# LEDs in Fibreglass



## StevieB (Apr 12, 2012)

Hi there, I just wondered if anyone had embedded LEDs in Fibreglass or Carbon fibre. I am about to build a Carbon fibre rear fender and would like to embed LEDs into it so that the indicator lights would only be visible when they actually flashed. I know I could drill them into the finished item, but it would be nice to have them "within" the fabrication of the fender. There may be drawbacks to this, but that's why I am asking before I build the fender. Any advice would be appreciated. Thanks in advance


----------



## Walterk (May 3, 2012)

High power leds would be difficult, for heat and thermal expanding. %mm leds would be fine.
Once moist find its way along the wires some corrosion might occur in time, hard to repair after that.

Remember the cheap rope-lights? In time the UV from sun and from the Led will discolour most plastics. Mostly depending on runtime probably. Occasional flashing should give no problem, continuously operation certainly would.


----------



## CKOD (May 3, 2012)

I would expect something like this to be well suited to the painfully small SMD LEDs that you can buy in stupidly tiny sub 3mm packages that run off of ~20mA similar to 5mm leds. For any sort of production, you would have them on a kapton flex PCB, lay it up in your mold, lay your cloth or pre-preg over it (laser cut holes for the LEDs? not sure how production pricing for that would be) Then resin it up and put on your outside mold.

Or reverse it, mold, hole punched cloth/prepreg, LED flex PCB, internal glass layer, breather cloth, vac bag etc... if you are use a vacuum bag layup.
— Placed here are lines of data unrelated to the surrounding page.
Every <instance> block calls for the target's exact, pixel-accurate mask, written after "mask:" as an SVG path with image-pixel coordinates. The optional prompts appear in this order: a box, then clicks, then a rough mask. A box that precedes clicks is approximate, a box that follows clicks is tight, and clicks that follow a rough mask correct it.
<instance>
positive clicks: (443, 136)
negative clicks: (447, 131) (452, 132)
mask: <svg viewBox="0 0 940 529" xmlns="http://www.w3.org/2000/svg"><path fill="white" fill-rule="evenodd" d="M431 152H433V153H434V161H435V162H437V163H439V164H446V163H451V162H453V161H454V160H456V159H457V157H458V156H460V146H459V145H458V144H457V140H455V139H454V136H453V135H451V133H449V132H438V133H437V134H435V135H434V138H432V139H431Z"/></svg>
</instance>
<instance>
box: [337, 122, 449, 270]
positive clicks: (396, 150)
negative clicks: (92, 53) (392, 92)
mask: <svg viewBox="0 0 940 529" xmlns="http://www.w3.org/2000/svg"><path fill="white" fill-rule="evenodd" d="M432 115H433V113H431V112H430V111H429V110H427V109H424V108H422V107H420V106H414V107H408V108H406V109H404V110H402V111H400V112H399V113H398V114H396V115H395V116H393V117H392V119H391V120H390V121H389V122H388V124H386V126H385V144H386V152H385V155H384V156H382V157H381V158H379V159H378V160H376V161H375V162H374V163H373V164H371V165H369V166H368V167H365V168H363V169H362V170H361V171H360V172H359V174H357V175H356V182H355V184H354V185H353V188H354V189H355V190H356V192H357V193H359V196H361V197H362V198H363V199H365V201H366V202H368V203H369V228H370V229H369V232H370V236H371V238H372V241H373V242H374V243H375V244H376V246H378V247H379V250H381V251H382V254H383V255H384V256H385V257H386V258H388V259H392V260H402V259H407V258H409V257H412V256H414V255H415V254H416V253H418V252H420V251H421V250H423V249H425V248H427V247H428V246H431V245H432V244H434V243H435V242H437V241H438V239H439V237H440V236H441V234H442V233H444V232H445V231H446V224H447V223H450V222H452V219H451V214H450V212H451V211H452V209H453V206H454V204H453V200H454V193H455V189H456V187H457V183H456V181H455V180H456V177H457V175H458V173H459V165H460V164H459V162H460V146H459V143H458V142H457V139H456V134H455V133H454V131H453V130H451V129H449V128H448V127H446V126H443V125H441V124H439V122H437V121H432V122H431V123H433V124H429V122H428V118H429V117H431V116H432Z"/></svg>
For a one-off without a flex pcb, its doable but you would definitely be plus a few gray hairs.


----------



## Alaric Darconville (May 3, 2012)

So, you're making homemade turn signals?


----------



## Optical Inferno (May 3, 2012)

I smell a legality issue here... trust me...as someone who designs automotive LED lights, you don't want to go through the possible $100K certification process of what you are trying to create.


----------



## AnAppleSnail (May 3, 2012)

This would be neat for a show concept, but they would be completely illegal to use on the roads. Unless you have a few dozen thousand sitting around, you can't self-certify and design optics to pass the required safety standards in most countries with roads.

Edit: And there's a forum rule frequently hit on this board of "CPF will not discuss illegal activities," in this case illegal and unsafe car mods. If this is for a show-only car, to only be rolled out of a trailer onto a show floor, then we can probably advise.


----------